Runway cracks almost a daily affair at TIA

  • Officials admit no concrete initiative has been taken to rid of the recurrent problem

Kathmandu, August 3

Obstruction of flights owing to damage in the runway in the country’s sole international airport has become a frequent phenomenon in recent times.

As a result of sub-standard maintenance works and lack of seriousness from concerned officials, the runway at Tribhuvan International Airport (TIA) has started developing cracks and potholes on a daily basis. On one hand, this has been affecting the incoming and outbound flights and on the other, poses a serious threat of air accidents.

Even today, regular flights to and from TIA were halted for almost half an hour due to a crack on the runway. While around half a dozen aircraft were put on hold following the crack on the runway for around 20 minutes, a Qatar Airway’s flight had to conduct a ‘missed approach’ manoeuvre after being notified about the crack at the last moment.

In fact, TIA’s runway has developed cracks more than a dozen times in the past one month alone, raising serious questions on the quality of the runway where hundreds of flights land and take off every day carrying thousands of passengers.

“The pathetic condition of the sole runway at TIA is a serious issue as it can lead to accidents. Interestingly, TIA management seems to be reluctant on working on this issue,” an official at TIA informed seeking anonymity.

As per the official, the runway issue has to be discussed among various experts, including officials of the Department of Roads (DoR) and ‘A’ class civil engineers, to find the actual reason behind everyday cracks and propose a long-term solution to it.

“I can’t fathom why TIA management is not taking any concrete initiative to address such a grave problem,” he added. The official informed that these days cold mixed asphalt is being used for maintenance of the runway, which is less durable compared to hot mixed asphalt.

Moreover, the increasing number of flights at TIA, especially wide-body aircraft, has been compounding

the problem.

A report jointly prepared by Ayesa Ingenieria Arquitectura of Spain and Aéroports De Paris Ingénierie of France had earlier revealed that the runway at TIA is not suitable to handle wide-body aircraft due to its ageing asphalt foundation.

Murari Bhandari, chief of Civil Engineering Department at TIA, said frequent cracks on the runway are a result of its weak and outdated base, which was developed almost four decades ago, as highlighted by the aforementioned report.

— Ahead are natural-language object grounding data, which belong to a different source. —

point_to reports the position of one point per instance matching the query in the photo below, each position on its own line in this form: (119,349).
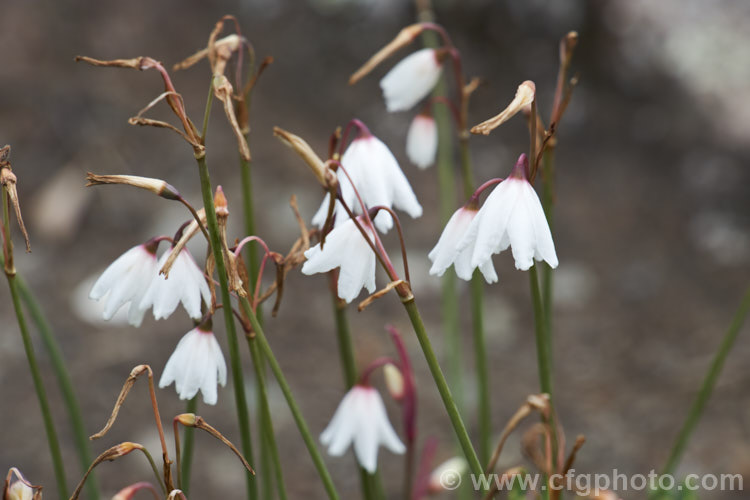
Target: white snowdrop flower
(379,181)
(361,419)
(186,284)
(347,249)
(411,79)
(447,252)
(126,280)
(196,364)
(421,141)
(511,216)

According to him, the old base of the runway cannot withstand extensive pressure while the air traffic frequency and movement of large Airbus and Boeing aircraft have increased notably in the past few years.

The only probable solution to this problem, Bhandari claims, is rehabilitation of the entire runway at TIA, from the base itself. “We have been performing maintenance works on the runway every time there is a problem, but we need to understand that the root problem lies in the design of the foundation.”

Meanwhile, Raj Kumar Chhetri, general manager of TIA, said that the rehabilitation process of the runway will be initiated soon. “Runways have to be rehabilitated every 10 years, but we have not been able to do so. We will soon complete the tender process for runway rehabilitation and start rehabilitation works,” he mentioned.